Because we’ve decided that we don’t care about the columns we just dropped, it would be inefficient to re-read the columns into memory every time we want to make an additional calculation just to drop them again. We really only care about analyzing the filtered subset of data we just created. Recall that as soon as a node in the active task graph emits results, its intermediate work is discarded in order to minimize memory usage. That means if we want to do something additional with the filtered data (for example, look at the first five rows of the DataFrame), we would have to go to the trouble of re-running the entire chain of transformations again. To avoid repeating the same calculations many times over, Dask allows us to store intermediate results of a computation so they can be reused. Using the persist() method of the Dask DataFrame tells Dask to try to keep as much of the intermediate result in memory as possible. In case Dask needs some of the memory being used by the persisted DataFrame, it will select a number of partitions to drop from memory. These dropped partitions will be recalculated on the fly when needed, and although it may take some time to recalculate the missing partitions, it is still likely to be much faster than recomputing the entire DataFrame. Using persist appropriately can be very useful for speeding up computations if you have a very large and complex DAG that needs to be reused many times.

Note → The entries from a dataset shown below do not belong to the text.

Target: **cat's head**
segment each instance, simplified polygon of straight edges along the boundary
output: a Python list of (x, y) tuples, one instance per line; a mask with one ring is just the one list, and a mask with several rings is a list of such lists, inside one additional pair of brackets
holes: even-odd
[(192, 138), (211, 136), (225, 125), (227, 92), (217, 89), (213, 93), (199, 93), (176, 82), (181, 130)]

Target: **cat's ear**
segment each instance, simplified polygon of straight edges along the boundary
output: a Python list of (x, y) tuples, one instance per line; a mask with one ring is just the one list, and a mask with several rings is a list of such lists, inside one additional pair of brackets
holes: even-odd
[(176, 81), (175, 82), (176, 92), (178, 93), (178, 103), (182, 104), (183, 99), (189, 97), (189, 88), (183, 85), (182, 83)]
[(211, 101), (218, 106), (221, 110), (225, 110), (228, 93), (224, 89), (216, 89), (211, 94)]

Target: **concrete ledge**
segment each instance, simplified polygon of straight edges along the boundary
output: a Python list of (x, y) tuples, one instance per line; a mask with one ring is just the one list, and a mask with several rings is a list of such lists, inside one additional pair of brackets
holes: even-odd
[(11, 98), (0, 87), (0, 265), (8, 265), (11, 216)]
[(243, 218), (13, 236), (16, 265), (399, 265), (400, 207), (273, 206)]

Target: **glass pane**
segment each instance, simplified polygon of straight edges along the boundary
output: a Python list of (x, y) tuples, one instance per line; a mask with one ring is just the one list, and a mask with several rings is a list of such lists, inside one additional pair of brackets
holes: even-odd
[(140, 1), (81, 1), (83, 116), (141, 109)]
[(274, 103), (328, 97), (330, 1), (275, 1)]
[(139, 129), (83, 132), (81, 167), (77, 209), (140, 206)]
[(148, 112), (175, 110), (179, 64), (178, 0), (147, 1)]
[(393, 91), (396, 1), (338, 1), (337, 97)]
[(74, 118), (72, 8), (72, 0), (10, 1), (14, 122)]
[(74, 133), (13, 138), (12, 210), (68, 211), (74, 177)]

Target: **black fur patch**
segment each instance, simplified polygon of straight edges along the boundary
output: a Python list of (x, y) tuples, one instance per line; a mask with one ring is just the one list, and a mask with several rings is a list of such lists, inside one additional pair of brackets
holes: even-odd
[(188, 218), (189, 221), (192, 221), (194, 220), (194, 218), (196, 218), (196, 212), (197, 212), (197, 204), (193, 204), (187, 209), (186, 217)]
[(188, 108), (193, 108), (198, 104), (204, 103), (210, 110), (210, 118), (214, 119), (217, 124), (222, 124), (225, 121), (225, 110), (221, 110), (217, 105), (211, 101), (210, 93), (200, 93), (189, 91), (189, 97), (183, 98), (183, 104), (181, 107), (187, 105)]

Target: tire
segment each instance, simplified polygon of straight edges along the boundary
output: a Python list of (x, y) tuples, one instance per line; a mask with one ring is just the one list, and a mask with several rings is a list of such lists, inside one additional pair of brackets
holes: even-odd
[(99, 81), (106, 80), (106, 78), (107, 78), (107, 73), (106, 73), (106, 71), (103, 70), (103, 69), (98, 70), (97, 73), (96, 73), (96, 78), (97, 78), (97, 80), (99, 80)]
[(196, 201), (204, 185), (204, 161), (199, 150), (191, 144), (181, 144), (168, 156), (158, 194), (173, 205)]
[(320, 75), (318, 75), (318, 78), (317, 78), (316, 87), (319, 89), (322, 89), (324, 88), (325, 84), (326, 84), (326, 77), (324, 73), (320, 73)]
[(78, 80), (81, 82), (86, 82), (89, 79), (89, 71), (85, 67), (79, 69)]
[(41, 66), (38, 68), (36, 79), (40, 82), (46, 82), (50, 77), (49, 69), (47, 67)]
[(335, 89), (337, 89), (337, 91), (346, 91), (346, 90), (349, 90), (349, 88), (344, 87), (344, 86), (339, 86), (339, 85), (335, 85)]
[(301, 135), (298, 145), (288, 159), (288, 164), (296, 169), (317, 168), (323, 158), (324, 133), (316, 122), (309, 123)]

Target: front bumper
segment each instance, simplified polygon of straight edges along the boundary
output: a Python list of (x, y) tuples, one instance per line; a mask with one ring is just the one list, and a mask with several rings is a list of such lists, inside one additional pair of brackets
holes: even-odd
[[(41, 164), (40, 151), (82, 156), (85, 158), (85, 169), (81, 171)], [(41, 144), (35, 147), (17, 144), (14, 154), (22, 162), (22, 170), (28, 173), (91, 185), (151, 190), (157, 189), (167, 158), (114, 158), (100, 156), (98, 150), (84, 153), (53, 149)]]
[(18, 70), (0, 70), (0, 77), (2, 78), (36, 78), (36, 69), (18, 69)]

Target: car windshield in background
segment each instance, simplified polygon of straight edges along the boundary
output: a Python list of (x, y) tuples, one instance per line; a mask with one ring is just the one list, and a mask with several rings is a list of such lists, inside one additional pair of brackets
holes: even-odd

This concludes our first look at Dask DataFrames. You saw how, in only a few lines of code, we were able to read in a dataset and begin preparing it for exploratory analysis. The beauty of this code is that it works the same regardless of whether you’re running Dask on one machine or thousands of machines, and regardless of whether you’re crunching through a couple gigabytes of data (as we did here) or analyzing petabytes of data. Also, because of the syntactic similarities with Pandas, you can easily transition workloads from Pandas to Dask with a minimum amount of code refactoring (which mostly amounts to adding Dask imports and compute calls). We’ll go much further into our analysis in the coming chapters, but for now we’ll dig a little deeper into how Dask uses DAGs to manage distribution of the tasks that underpin the code we just walked through.

2.2 Visualizing DAGs

So far, you’ve learned how directed acyclic graphs (DAGs) work, and you’ve learned that Dask uses DAGs to orchestrate distributed computations of DataFrames. However, we haven’t yet peeked “under the hood” and seen the actual DAGs that the schedulers create. Dask uses the graphviz library to generate visual representations of the DAGs created by the task scheduler. If you followed the steps in the appendix to install graphviz, you will be able to inspect the DAG backing any Dask Delayed object. You can inspect the DAGs of DataFrames, series, bags, and arrays by calling the visualize() method on the object.

2.2.1 Visualizing a simple DAG using Dask Delayed objects

For this example, we’ll take a step back from the Dask DataFrame objects seen in the previous example to step down a level of abstraction: the Dask Delayed object. The reason we’ll move to Delayed objects is because the DAGs that Dask creates for even simple DataFrame operations can grow quite large and be hard to visualize. Therefore, for convenience, we’ll use Dask Delayed objects for this example so we have better control over composition of the DAG.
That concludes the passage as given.